Upgrading the Agile Manifesto

When starting on the journey to agility, the most common path is for an organization to hire a Certified Agile Consultant™ and learn about the Manifesto for Agile Software Development followed by Scrum. Then they spend time catching up to the present 20+ years of learning and hopefully learn that delivery and not the process is the point. Why must everyone start at the beginning? The Manifesto was written over 20 years ago. Some principles have not aged well and most Scrum training reinforces the principles that need upgrading. For example, “we deliver every 2–4 weeks” continues to be a constraint on a majority of teams.

Today, we know that the continuous delivery of value yields better results. We have the ability to get feedback on the quality of our ideas much sooner with less risk and less drama when we learn to solve the problems of “why can’t we deliver value today?”

I Propose a Pull Request…

Code review comments for this post

The Preamble

We are uncovering better ways of developing software by doing it and helping others do it.

Since this was written, we have uncovered practices that are better in every context. Continuous Delivery is one of those practices. We should focus on getting better at that.

We are uncovering better ways of continuously delivering value to the end-user and helping others do it.

1st Principle

Our highest priority is to satisfy the customer through early and continuous delivery of valuable software.

If we just reflect on the implications of this, we mostly only need this principle.

2nd Principle

Welcome changing requirements, even late in development. Agile processes harness change for the customer’s competitive advantage.

Let’s be more explicit.

Incorrect, misunderstood, or changing requirements are the expectation. We embrace this to design a system of delivery to improve the customer’s competitive advantage.

3rd Principle

Deliver working software frequently, from a couple of weeks to a couple of months, with a preference to the shorter timescale.

This one has aged very poorly. In modern development, we now have the ability to actually achieve the 1st principle by…

Continuously deliver working software, from a couple of hours to a couple of days, with a preference to the shorter timescale.

4th Principle

Business people and developers must work together daily throughout the project.

Projects are not something we should do.

Business people and developers are one product team with birth to death ownership of the outcomes.

5th Principle

Build projects around motivated individuals. Give them the environment and support they need, and trust them to get the job done.

I’m never motivated by a project. I like to see and improve my outcomes. I may be motivated to begin working on a product, but if I find myself in an environment of blame, death marches, lack of user feedback, etc. I will become demotivated. Now, if you ask me to help solve real problems and provide continuous delivery of valuable solutions…

Build product teams with understanding and ownership of the mission, ownership of the solutions, and responsibility for the outcomes in an environment that attracts, grows and retains motivated people.

7th Principle

Working software is the primary measure of progress.

Well, nearly…

How often do you find that “working software” is interpreted as “meets the required spec?” Our goal is valuable solutions to business problems.

Valuable outcomes are the measure of progress.

11th Principle

The best architectures, requirements, and designs emerge from self-organizing teams.

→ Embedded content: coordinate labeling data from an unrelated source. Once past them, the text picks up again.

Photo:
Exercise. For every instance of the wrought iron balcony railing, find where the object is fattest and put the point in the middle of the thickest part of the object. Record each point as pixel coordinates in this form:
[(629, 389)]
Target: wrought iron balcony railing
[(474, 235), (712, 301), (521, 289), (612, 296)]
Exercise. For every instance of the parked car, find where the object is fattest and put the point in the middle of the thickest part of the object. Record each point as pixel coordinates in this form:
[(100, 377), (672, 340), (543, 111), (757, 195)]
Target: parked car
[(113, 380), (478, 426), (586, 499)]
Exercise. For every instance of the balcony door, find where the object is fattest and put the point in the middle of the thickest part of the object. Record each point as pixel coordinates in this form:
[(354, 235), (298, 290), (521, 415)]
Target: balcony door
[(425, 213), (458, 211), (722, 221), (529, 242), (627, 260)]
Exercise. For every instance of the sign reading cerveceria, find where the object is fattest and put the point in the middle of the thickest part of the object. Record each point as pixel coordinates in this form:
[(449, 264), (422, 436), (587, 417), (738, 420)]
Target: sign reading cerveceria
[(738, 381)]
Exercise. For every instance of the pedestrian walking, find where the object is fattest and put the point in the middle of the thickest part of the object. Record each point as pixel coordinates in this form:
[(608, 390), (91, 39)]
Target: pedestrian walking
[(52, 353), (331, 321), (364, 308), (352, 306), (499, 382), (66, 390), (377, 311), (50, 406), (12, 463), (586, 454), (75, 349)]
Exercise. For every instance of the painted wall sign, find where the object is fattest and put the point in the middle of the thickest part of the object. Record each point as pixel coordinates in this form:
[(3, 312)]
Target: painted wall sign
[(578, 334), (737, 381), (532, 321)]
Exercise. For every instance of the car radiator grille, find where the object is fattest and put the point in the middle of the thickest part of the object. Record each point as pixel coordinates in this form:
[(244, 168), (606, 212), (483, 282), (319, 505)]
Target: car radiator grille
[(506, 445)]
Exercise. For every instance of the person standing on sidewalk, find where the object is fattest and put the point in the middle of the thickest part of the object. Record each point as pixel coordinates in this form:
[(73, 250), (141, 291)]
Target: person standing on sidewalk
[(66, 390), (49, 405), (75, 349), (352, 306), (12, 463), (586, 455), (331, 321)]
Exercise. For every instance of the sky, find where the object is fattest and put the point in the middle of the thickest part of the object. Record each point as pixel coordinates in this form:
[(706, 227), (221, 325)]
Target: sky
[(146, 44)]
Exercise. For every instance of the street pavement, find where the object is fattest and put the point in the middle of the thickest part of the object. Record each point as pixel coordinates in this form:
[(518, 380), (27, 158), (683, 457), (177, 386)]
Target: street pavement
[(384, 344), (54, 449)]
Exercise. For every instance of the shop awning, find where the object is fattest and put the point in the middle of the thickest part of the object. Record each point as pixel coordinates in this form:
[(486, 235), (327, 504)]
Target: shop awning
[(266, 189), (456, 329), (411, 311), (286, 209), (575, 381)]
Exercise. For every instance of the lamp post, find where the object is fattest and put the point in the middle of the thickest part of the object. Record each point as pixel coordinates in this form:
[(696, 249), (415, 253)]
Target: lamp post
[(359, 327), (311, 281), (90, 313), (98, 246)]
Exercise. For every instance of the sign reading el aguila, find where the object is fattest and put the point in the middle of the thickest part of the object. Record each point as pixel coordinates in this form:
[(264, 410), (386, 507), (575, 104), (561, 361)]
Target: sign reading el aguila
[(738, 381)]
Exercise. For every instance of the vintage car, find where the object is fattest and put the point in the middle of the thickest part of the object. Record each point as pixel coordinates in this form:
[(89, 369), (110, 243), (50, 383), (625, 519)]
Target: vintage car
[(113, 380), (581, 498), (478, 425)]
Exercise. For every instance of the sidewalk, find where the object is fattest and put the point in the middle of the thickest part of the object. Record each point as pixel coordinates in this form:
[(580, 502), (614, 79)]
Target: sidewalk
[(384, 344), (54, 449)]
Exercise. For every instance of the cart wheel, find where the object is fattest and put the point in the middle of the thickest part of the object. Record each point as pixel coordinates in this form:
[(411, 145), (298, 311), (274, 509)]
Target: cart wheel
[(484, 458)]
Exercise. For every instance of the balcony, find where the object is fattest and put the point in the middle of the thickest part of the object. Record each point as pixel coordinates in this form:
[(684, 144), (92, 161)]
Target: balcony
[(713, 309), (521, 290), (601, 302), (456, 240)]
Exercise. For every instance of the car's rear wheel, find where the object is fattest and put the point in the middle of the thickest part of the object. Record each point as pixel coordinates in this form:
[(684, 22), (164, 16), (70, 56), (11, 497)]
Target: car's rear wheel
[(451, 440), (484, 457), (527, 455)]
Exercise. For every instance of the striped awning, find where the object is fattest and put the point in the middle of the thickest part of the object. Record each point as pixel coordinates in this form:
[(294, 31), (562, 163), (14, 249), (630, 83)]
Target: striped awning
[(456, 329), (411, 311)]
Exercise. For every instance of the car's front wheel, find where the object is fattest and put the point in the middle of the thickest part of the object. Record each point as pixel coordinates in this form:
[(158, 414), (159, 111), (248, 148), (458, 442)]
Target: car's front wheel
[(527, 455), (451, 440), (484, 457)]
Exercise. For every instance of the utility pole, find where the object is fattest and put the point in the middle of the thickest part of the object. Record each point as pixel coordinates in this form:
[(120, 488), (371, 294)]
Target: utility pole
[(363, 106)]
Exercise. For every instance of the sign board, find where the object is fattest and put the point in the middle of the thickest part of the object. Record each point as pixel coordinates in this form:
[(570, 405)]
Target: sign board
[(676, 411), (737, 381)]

This one is often misunderstood. It needs clarification.

The best architectures, requirements, and designs emerge from product teams who have ownership of the problem to be solved, ownership of how to solve it, and responsibility for the outcomes.

12th Principle

At regular intervals, the team reflects on how to become more effective, then tunes and adjusts its behavior accordingly.

I frequently see retros every six months. How can we be more explicit? Why shouldn’t improvement be part of daily work?

The team continuously reflects on things that casue pain, reduce morale, and increase delivery drag on the team, then tunes and adjusts its behavior accordingly using data to validate the changes.

Duena’s 14th Principle

My friend Duena Blomstrom’s response to this post proposes another principle. What we do is mostly about people, not technology. To be effective, we need as many ideas as possible from everyone on the team. Let’s make that policy explicit.

To be sustainable, happy and high-performing, we are to put the human work and psychological safety of the team, first.

Where can I send my PR?


Written on October 17, 2021 by Bryan Finster.